Екатерина обещала ему деревеньки с садочками:
– Но и далее указываю в тени жить. Тайно содеянное и судимо должно быть тайно. Болтунов разных доверяю отечески вразумлять, а чем – и сам ведаешь! Не страшись гнева вельможного: помни, что едино мне подчинен, а я тебя, Степан Иваныч, в обиду не дам.
– Добрая хозяюшка пса своего разве обидит?
– Не обижу, Степан Иваныч! Ступай с богом. Да в церковь мою загляни. Я велела для тебя царские просфорки оставить.
Прошло несколько дней, и в покои императрицы опрометью влетела графиня Прасковья Брюс:
– Като! Погоди, дай отдышаться… уф!! Слушай, какие завелись у нас ужасы. Еду я по Невскому и даже не заметила, как на облучке кареты сменили кучера. Остановились. Открываю дверцу – какой-то двор. Никогда там не была. Заводят в комнату. Под иконами – старичок, жует просфорку. Любезно усаживает меня в кресло напротив себя, и кресло подо мной погружается… в бездну.
– Да что ты? – Екатерина всплеснула руками.

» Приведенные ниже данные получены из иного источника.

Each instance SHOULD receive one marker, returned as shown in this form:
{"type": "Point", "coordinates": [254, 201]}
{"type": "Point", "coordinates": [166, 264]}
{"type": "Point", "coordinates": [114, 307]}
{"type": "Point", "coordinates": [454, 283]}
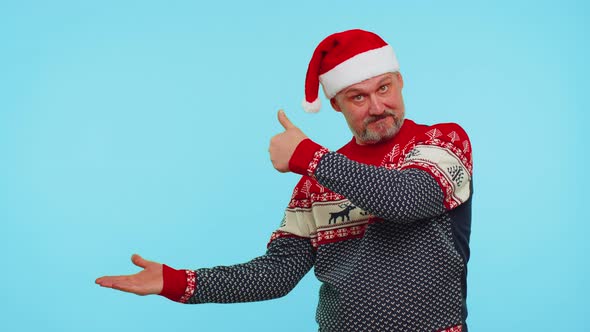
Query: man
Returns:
{"type": "Point", "coordinates": [385, 221]}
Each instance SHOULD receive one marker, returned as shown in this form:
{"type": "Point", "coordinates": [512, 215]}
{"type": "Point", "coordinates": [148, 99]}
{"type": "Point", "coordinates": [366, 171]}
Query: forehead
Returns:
{"type": "Point", "coordinates": [368, 84]}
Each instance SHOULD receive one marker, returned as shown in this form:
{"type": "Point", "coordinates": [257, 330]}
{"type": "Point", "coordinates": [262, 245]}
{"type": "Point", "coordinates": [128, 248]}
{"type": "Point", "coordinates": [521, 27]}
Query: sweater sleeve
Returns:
{"type": "Point", "coordinates": [272, 275]}
{"type": "Point", "coordinates": [431, 177]}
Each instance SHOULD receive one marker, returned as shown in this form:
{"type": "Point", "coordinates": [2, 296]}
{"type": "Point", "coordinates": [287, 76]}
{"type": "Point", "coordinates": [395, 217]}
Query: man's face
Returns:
{"type": "Point", "coordinates": [374, 108]}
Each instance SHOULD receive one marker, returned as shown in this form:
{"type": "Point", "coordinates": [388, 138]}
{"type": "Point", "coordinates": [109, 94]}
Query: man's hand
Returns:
{"type": "Point", "coordinates": [282, 146]}
{"type": "Point", "coordinates": [148, 281]}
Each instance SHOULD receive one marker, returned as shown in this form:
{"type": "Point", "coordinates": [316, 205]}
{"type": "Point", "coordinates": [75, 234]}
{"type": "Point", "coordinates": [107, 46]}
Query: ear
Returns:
{"type": "Point", "coordinates": [335, 105]}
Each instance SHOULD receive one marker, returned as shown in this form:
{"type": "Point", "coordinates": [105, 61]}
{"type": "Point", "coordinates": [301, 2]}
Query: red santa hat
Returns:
{"type": "Point", "coordinates": [343, 59]}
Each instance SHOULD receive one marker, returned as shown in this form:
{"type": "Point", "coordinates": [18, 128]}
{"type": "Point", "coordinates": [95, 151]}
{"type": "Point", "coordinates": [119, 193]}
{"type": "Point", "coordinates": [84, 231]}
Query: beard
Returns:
{"type": "Point", "coordinates": [371, 136]}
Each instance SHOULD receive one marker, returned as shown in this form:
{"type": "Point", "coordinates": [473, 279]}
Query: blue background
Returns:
{"type": "Point", "coordinates": [143, 126]}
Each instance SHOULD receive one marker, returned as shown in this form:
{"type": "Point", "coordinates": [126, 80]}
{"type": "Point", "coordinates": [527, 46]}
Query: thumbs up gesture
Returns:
{"type": "Point", "coordinates": [282, 146]}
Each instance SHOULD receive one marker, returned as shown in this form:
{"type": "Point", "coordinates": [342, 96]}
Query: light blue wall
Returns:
{"type": "Point", "coordinates": [143, 126]}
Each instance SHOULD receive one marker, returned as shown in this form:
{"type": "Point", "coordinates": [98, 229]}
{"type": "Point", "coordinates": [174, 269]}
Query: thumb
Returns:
{"type": "Point", "coordinates": [285, 122]}
{"type": "Point", "coordinates": [139, 261]}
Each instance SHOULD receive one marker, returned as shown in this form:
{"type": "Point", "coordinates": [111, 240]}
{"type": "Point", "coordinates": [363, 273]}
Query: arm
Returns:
{"type": "Point", "coordinates": [266, 277]}
{"type": "Point", "coordinates": [396, 195]}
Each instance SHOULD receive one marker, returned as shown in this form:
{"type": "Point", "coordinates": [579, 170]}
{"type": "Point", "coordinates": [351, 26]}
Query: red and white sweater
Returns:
{"type": "Point", "coordinates": [386, 228]}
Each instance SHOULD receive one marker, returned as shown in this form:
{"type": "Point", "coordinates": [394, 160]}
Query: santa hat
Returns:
{"type": "Point", "coordinates": [343, 59]}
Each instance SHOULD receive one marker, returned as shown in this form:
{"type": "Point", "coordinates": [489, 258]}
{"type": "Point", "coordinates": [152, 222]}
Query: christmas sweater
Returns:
{"type": "Point", "coordinates": [385, 226]}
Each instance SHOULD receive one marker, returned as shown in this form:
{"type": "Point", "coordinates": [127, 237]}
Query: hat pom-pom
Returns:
{"type": "Point", "coordinates": [312, 107]}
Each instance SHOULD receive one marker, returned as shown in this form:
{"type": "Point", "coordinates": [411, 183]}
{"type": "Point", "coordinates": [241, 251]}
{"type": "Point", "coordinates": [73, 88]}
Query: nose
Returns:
{"type": "Point", "coordinates": [376, 106]}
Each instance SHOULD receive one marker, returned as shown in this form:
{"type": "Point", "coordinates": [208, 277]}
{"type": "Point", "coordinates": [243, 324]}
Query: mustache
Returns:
{"type": "Point", "coordinates": [375, 118]}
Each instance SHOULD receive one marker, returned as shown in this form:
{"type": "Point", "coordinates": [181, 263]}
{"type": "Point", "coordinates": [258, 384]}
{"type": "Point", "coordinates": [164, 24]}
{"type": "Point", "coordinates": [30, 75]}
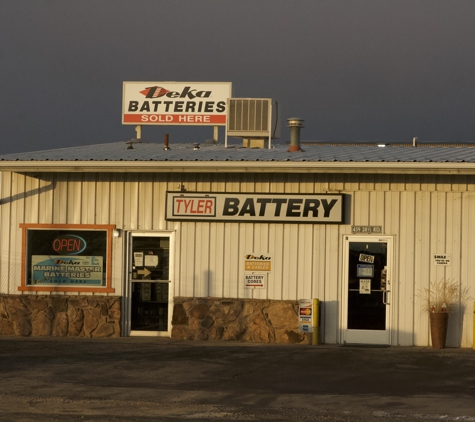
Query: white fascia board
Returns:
{"type": "Point", "coordinates": [236, 167]}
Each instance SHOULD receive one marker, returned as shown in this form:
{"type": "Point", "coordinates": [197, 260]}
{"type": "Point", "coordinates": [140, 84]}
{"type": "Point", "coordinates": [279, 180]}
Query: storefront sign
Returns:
{"type": "Point", "coordinates": [264, 207]}
{"type": "Point", "coordinates": [366, 229]}
{"type": "Point", "coordinates": [442, 259]}
{"type": "Point", "coordinates": [66, 258]}
{"type": "Point", "coordinates": [58, 270]}
{"type": "Point", "coordinates": [258, 262]}
{"type": "Point", "coordinates": [255, 280]}
{"type": "Point", "coordinates": [175, 103]}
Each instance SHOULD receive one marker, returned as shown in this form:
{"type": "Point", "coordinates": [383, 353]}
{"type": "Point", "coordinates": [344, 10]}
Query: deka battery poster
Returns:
{"type": "Point", "coordinates": [67, 257]}
{"type": "Point", "coordinates": [58, 270]}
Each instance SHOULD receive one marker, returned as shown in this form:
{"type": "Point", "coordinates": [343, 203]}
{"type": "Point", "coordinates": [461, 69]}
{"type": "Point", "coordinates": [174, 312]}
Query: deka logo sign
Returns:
{"type": "Point", "coordinates": [188, 103]}
{"type": "Point", "coordinates": [315, 208]}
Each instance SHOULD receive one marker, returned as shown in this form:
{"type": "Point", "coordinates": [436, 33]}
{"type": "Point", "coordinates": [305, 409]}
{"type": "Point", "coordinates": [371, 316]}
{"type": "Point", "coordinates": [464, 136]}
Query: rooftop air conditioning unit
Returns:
{"type": "Point", "coordinates": [256, 120]}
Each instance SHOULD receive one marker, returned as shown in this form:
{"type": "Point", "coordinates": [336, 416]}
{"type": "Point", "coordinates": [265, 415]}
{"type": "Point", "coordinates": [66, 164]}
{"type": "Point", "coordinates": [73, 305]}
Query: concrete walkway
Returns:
{"type": "Point", "coordinates": [142, 378]}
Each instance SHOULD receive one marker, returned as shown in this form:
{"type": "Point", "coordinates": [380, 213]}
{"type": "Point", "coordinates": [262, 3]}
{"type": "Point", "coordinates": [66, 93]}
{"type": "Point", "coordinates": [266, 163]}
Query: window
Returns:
{"type": "Point", "coordinates": [66, 258]}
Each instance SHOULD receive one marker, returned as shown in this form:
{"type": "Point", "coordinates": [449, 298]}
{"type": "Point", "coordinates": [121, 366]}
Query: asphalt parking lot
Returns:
{"type": "Point", "coordinates": [58, 379]}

– Поверь, ничего не выдумываю. Я брыкнулась, но моя голова уже оказалась вровень с полом, а все туловище… не знаю где! Чувствую, как чьи-то руки, очень грубые, но опытные, задирают на мне юбки, спуская с меня панталоны… Като, ты понимаешь весь мой ужас? Я сначала решила, что попала в вертеп искусных распутников, и ожидала насилия. Но вместо этого меня стали сечь, а кто сечет – не видать. Святоша же с просфоркой в зубах, как собака с костью, присел возле меня, несчастненькой, и вдруг заявляет: «Ах ты задрыга такая, будешь еще к графу Григорию Орлову подлаживаться?» Като, подумай, что я выстрадала: сверху крестят, снизу секут… Уж лучше бы меня изнасиловали!.